As North Korea edges closer to becoming a true nuclear power, it falls upon China to join the rest of the world in taking a definitive stand.
China, with much to lose if war starts in that part of the world, must act assertively to prevent its neighbor from becoming a nuclear threat.
North Korea is an unstable country, seemingly immune to sanctions. Under new leader Kim Jong-un, it is also a country that does not seem to care whether a percentage of its population starves as it pursues its nuclear ambitions.
The reaction to North Korea’s third nuclear test was immediate. President Obama called it a “highly provocative act” demanding “swift and credible action by the international community.” There was condemnation by Russia, Britain, South Korea and the United Nations.

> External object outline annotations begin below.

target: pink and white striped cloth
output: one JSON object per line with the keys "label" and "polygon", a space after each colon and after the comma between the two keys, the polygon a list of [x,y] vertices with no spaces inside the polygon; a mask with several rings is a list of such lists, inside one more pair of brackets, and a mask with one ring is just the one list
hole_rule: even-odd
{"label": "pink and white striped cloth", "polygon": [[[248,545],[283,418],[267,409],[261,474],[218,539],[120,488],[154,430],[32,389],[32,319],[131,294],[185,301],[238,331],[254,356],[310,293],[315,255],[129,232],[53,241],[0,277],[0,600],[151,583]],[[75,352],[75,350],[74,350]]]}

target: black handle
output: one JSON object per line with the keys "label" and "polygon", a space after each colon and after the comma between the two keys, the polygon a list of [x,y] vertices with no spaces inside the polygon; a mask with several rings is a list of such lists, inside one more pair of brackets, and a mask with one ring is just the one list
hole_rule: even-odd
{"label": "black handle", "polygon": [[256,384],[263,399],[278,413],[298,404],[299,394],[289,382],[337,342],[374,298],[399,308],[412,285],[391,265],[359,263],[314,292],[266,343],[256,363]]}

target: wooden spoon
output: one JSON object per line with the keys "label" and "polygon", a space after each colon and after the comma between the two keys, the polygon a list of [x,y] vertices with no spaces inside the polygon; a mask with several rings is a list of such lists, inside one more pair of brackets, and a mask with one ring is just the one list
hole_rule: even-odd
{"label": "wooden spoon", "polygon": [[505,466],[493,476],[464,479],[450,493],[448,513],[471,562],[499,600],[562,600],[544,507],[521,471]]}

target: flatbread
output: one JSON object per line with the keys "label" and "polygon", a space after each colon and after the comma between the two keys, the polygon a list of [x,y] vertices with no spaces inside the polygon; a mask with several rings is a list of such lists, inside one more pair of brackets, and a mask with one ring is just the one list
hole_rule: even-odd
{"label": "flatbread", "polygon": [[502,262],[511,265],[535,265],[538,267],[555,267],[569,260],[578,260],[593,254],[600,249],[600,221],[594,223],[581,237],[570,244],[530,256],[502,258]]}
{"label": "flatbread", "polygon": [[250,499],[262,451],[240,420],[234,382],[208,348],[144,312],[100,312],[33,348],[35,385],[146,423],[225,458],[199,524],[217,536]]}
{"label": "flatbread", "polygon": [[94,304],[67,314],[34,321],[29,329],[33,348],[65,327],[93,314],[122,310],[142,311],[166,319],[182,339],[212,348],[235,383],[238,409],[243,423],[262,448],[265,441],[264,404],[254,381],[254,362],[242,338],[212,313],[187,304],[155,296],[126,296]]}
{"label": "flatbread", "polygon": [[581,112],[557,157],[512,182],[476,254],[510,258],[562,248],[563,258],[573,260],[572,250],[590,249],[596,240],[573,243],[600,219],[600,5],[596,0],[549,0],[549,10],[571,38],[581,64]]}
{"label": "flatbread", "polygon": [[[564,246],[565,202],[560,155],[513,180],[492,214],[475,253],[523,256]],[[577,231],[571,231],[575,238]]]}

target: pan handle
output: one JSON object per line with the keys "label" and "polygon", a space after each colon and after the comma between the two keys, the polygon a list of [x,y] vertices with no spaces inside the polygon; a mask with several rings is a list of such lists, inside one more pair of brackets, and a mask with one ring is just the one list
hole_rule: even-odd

North Korea ignored previous warnings about its nuclear and ballistic missile programs and will ignore the latest response unless China participates fully in economic sanctions.
China is North Korea’s closest ally and has been reluctant to impose tough sanctions on its neighbor. As the Council on Foreign Relations recently noted, among its neighbors China has shown the greatest policy variability in response to the nuclear tests.
China’s statements have included harsh criticism following a 2006 test and support later for a stronger-than-expected U.N. Security Council resolution condemning the tests. Then China turned around and launched a comprehensive engagement policy toward North Korea that included protection of the North from international condemnation.
Last month, China decided to support a U.N. Security Council resolution criticizing North Korea’s December satellite launch.
Several hours after this latest nuclear test, China exhibited its indecisiveness once again by expressing “staunch opposition” to the test but calling for “all parties concerned to respond calmly.”
Obama is expected to use his State of the Union address to call for drastically reducing nuclear arms around the world. In addition to that public track, Obama also needs to demonstrate to the Chinese that it is in their best interest not to have an unstable, nuclear-armed nation on their border.